The large ribosomal subunit also contains a molecule of a 120 base 5S RNA (in all ribosomes except those of mitochondria). The sequence of 5S RNA is less well conserved than those of the major rRNAs. All 5S RNA molecules display a highly base-paired structure.
In eukaryotic cytosolic ribosomes, another small RNA is present in the large subunit. This is the 5.8S RNA. Its sequence corresponds to the 5 end of the prokaryotic 23S rRNA.
Some ribosomal proteins bind strongly to isolated rRNA. Some do not bind to free rRNA, but can bind after other proteins have bound. This suggests that the conformation of the rRNA is important in determining whether binding sites exist for some proteins. As each protein binds, it induces conformational changes in the rRNA that make it possible for other proteins to bind. In E. coli, virtually all the 30S ribosomal proteins interact (albeit to varying degrees) with 16S rRNA. The binding sites on the proteins show a wide variety of structural features, suggesting that protein-RNA recognition mechanisms may be diverse.
The 70S ribosome has an asymmetric construction. Figure 6.36 shows a schematic of the structure of the 30S subunit, which is divided into four regions: the head, neck, body, and platform. Figure 6.37 shows a similar representation of the 50S subunit, where two prominent features are the central protuberance (where 5S rRNA is located) and the stalk (made of multiple copies of protein L7). Figure 6.38 shows that the platform of the small subunit fits into the notch of the large subunit. There is a cavity between the subunits which contains some of the important sites (for review see Wittman, 1983; Noller and Nomura, 1987; Hill et al., 1990).
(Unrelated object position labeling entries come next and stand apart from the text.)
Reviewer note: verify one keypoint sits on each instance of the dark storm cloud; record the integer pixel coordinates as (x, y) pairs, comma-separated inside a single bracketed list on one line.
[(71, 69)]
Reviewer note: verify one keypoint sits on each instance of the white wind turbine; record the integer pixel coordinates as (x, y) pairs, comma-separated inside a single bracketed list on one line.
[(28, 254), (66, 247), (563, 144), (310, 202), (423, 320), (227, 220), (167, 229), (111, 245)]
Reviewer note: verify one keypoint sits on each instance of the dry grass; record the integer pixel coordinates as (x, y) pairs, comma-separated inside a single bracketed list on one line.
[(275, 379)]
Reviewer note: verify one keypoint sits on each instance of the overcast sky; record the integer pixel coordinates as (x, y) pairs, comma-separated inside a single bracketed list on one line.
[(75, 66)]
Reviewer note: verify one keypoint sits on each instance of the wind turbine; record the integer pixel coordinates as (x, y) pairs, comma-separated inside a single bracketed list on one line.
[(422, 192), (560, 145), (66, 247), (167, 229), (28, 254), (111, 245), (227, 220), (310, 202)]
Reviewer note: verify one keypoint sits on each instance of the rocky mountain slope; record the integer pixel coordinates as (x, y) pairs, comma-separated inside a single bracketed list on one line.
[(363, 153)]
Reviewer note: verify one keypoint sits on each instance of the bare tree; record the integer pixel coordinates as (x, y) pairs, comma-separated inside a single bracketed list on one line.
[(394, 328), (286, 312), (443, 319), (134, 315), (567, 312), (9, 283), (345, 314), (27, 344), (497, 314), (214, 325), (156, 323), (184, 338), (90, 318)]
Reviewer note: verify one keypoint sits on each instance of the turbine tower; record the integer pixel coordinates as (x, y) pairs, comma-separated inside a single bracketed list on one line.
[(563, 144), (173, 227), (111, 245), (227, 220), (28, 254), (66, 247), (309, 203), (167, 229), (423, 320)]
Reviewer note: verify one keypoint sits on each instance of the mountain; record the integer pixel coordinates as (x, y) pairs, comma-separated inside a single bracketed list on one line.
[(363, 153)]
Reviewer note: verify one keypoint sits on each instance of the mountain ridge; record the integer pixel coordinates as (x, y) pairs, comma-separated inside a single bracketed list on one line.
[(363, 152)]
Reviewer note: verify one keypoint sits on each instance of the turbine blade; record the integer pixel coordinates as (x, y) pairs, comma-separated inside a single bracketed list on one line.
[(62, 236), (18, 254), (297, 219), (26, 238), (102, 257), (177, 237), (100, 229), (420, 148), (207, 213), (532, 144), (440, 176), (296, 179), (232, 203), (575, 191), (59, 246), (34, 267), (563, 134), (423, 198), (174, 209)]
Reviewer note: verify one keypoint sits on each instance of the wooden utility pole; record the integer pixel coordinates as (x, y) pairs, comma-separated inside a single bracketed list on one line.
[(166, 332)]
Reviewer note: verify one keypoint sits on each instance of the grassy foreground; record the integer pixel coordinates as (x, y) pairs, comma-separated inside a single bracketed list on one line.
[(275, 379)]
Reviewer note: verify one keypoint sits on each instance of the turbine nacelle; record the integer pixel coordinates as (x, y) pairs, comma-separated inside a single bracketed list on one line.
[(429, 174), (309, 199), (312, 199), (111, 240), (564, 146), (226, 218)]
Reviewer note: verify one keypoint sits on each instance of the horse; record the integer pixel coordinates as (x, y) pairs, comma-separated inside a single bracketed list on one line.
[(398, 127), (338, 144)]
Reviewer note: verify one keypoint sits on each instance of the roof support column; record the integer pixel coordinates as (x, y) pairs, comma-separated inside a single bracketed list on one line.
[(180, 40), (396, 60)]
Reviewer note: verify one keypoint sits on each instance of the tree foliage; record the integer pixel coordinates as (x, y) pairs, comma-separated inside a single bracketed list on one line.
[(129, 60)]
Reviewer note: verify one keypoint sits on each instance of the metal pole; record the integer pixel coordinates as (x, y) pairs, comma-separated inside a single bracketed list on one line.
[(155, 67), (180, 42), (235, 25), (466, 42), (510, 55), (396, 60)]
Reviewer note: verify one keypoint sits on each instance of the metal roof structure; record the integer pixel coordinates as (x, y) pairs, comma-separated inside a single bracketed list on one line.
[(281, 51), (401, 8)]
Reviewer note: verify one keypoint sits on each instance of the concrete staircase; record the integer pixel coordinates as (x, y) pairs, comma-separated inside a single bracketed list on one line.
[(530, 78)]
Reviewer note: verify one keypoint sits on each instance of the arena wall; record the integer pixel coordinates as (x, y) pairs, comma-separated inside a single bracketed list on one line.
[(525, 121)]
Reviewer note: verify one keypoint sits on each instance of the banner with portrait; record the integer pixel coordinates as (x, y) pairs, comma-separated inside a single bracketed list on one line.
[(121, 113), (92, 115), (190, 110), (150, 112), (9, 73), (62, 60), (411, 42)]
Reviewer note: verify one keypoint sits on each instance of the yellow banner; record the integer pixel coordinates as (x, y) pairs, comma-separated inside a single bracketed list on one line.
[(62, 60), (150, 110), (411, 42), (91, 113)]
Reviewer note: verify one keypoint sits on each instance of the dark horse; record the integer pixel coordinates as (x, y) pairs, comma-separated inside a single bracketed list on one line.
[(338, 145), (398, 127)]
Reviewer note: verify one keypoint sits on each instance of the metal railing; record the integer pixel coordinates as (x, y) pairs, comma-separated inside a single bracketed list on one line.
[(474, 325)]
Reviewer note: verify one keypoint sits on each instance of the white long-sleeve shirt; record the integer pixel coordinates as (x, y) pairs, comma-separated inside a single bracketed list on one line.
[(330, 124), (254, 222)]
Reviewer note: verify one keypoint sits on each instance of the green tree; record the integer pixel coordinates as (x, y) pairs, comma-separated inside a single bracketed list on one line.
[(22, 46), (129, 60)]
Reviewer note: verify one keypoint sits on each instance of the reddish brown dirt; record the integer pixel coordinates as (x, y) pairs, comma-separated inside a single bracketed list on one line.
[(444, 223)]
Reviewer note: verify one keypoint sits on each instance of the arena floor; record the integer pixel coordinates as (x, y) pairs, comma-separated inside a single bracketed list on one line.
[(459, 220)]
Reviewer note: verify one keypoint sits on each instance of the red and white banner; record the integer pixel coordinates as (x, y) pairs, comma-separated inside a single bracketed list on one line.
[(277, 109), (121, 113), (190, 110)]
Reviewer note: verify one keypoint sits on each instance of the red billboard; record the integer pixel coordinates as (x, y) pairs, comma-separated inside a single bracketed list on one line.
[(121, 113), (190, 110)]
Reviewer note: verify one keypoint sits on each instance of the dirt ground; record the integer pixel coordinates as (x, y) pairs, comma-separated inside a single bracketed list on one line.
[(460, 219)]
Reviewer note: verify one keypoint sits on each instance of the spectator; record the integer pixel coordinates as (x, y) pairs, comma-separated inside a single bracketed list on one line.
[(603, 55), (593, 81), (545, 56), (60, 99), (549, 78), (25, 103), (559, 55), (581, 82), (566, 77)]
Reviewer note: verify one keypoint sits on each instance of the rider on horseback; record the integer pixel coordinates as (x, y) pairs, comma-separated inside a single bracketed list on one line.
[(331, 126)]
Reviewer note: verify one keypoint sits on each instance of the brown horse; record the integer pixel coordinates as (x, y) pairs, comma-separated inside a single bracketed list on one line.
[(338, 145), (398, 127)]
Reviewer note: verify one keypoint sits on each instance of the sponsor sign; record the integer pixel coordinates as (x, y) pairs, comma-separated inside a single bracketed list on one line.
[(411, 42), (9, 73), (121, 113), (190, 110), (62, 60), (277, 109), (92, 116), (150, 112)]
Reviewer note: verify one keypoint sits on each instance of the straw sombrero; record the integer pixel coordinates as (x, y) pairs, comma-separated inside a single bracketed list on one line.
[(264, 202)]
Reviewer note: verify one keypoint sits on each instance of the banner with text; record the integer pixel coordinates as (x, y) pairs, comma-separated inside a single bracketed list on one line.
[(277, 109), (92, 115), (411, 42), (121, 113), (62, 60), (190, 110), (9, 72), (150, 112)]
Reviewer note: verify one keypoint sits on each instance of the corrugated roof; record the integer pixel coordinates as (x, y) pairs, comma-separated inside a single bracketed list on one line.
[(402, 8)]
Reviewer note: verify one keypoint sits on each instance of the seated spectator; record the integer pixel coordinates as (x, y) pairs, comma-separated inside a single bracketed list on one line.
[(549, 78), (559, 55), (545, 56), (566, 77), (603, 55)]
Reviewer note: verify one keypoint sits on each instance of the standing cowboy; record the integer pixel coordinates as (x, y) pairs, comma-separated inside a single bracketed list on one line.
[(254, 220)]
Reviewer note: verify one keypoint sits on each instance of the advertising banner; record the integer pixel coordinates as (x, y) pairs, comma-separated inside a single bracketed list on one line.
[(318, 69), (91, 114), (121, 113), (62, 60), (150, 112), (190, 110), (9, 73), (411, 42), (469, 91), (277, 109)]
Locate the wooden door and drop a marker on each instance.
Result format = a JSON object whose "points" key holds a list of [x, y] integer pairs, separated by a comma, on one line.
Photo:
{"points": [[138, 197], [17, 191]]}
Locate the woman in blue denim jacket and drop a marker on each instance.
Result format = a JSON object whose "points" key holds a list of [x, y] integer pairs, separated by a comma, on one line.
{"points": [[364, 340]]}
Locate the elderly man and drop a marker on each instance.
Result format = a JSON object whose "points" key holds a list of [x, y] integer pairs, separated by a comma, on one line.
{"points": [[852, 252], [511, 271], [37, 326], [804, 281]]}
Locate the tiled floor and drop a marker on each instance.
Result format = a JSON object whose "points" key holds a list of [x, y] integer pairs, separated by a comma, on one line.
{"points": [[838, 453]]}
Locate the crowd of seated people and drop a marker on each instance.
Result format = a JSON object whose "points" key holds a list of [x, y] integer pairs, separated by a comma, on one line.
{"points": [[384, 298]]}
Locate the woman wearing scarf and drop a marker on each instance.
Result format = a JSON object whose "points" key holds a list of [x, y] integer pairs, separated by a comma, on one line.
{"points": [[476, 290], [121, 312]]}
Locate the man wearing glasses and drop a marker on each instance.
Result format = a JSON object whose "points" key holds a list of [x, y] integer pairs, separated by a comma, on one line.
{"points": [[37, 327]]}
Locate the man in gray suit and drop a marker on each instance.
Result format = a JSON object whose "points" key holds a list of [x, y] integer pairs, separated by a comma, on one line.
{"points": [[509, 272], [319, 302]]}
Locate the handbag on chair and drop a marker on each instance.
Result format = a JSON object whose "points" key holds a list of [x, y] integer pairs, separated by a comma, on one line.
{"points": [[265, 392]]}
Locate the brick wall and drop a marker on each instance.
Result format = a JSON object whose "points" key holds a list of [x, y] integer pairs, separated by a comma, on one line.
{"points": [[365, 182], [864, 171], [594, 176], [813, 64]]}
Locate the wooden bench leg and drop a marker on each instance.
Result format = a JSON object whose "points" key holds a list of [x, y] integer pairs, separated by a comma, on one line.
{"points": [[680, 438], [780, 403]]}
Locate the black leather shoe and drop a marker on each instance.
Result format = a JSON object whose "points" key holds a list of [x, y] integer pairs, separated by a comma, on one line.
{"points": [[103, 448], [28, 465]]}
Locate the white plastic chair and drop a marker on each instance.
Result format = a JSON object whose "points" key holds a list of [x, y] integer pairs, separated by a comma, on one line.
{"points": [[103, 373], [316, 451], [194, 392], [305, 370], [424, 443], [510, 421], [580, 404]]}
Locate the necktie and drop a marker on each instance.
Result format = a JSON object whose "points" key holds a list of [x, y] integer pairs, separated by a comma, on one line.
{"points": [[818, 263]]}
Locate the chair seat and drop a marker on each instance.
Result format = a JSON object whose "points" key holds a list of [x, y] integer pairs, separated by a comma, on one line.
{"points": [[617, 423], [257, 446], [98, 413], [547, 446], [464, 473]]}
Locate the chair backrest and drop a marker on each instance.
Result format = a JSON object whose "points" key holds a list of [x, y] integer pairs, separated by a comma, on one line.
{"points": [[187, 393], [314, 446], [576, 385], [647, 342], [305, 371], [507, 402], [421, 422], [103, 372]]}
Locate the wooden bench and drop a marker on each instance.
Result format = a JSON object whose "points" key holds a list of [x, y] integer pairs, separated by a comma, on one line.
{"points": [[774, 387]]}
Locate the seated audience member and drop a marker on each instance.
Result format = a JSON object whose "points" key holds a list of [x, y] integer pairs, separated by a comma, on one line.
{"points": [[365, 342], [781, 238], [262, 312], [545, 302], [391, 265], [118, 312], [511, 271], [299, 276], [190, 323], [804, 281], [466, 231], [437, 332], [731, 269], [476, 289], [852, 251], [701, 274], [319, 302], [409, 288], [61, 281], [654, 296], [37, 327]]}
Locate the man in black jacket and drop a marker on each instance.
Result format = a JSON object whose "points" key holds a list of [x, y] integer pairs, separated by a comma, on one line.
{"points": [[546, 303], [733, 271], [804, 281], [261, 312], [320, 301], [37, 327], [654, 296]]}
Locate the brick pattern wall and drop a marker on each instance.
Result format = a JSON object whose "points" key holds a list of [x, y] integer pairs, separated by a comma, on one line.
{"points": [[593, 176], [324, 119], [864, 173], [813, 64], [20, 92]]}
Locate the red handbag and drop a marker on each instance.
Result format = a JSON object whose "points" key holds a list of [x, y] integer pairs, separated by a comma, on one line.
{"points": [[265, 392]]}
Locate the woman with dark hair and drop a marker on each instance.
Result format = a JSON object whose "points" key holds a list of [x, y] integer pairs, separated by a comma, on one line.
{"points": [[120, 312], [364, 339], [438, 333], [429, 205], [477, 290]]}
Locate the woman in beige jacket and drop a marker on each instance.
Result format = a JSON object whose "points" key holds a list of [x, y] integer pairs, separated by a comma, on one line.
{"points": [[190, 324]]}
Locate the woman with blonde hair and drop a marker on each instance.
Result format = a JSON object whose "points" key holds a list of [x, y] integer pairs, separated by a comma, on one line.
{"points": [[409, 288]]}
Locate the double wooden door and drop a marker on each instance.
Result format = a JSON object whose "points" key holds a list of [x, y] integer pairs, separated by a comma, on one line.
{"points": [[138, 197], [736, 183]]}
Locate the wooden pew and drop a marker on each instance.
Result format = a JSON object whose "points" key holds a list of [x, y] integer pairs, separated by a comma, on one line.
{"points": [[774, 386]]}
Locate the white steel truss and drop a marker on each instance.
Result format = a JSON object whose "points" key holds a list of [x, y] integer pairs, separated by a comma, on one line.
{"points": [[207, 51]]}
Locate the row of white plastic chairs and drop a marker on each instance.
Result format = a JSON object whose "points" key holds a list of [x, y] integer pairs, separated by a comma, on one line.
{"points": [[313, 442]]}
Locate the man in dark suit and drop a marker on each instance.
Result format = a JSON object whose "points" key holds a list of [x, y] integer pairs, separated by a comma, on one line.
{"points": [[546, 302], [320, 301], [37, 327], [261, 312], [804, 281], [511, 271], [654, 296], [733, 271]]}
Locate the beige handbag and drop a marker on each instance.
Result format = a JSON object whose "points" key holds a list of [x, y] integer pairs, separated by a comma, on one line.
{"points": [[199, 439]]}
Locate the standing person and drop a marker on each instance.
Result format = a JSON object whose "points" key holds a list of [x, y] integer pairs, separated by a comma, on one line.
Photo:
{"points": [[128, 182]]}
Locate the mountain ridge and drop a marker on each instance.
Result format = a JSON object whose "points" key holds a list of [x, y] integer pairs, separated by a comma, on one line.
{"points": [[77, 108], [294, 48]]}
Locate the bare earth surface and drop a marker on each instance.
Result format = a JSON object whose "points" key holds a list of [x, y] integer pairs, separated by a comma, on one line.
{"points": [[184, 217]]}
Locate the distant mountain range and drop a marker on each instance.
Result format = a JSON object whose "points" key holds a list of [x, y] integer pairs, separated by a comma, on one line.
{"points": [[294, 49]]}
The structure of the 30S subunit follows the organization of 16S rRNA, with each structural feature corresponding to a domain of the rRNA. The body is based on the 5 domain, the platform on the central domain, and the head on the 3 region. Figure 6.39 shows that the 30S subunit has an asymmetrical distribution of RNA and protein (Clemons et al., 1999; Wimberly et al., 2000). One important feature is that the platform of the 30S subunit that provides the interface with the 50S subunit is composed almost entirely of RNA. Only two proteins (a small part of S7 and possibly part of S12) lie near the interface. This means that the association and dissociation of ribosomal subunits must depend on interactions with the 16S rRNA. Subunit association is affected by a mutation in a loop of 16S rRNA (at position 791) that is located at the subunit interface, and other nucleotides in 16S rRNA have been shown to be involved by modification/interference experiments. This behavior supports the idea that the evolutionary origin of the ribosome may have been as a particle consisting of RNA rather than protein.
The 50S subunit has a more even distribution of components than the 30S, with long rods of double-stranded RNA crisscrossing the structure (Ban et al., 1999; Ban et al., 2000). The RNA forms a mass of tightly packed helices. The exterior surface largely consists of protein, except for the peptidyl transferase center (see 6.19 23S rRNA has peptidyl transferase activity). Almost all segments of the 23S rRNA interact with protein, but many of the proteins are relatively unstructured.
The junction of subunits in the 70S ribosome involves contacts between 16S rRNA (many in the platform region) with 23S rRNA. There are also some interactions between rRNA of each subunit with proteins in the other, and a few protein-protein contacts. Figure 6.40 identifies the contact points on the rRNA structures. Figure 6.41 opens out the structure (imagine the 50S subunit rotated counterclockwise and the 30S subunit rotated clockwise around the axis shown in the figure) to show the locations of the contact points on the face of each subunit.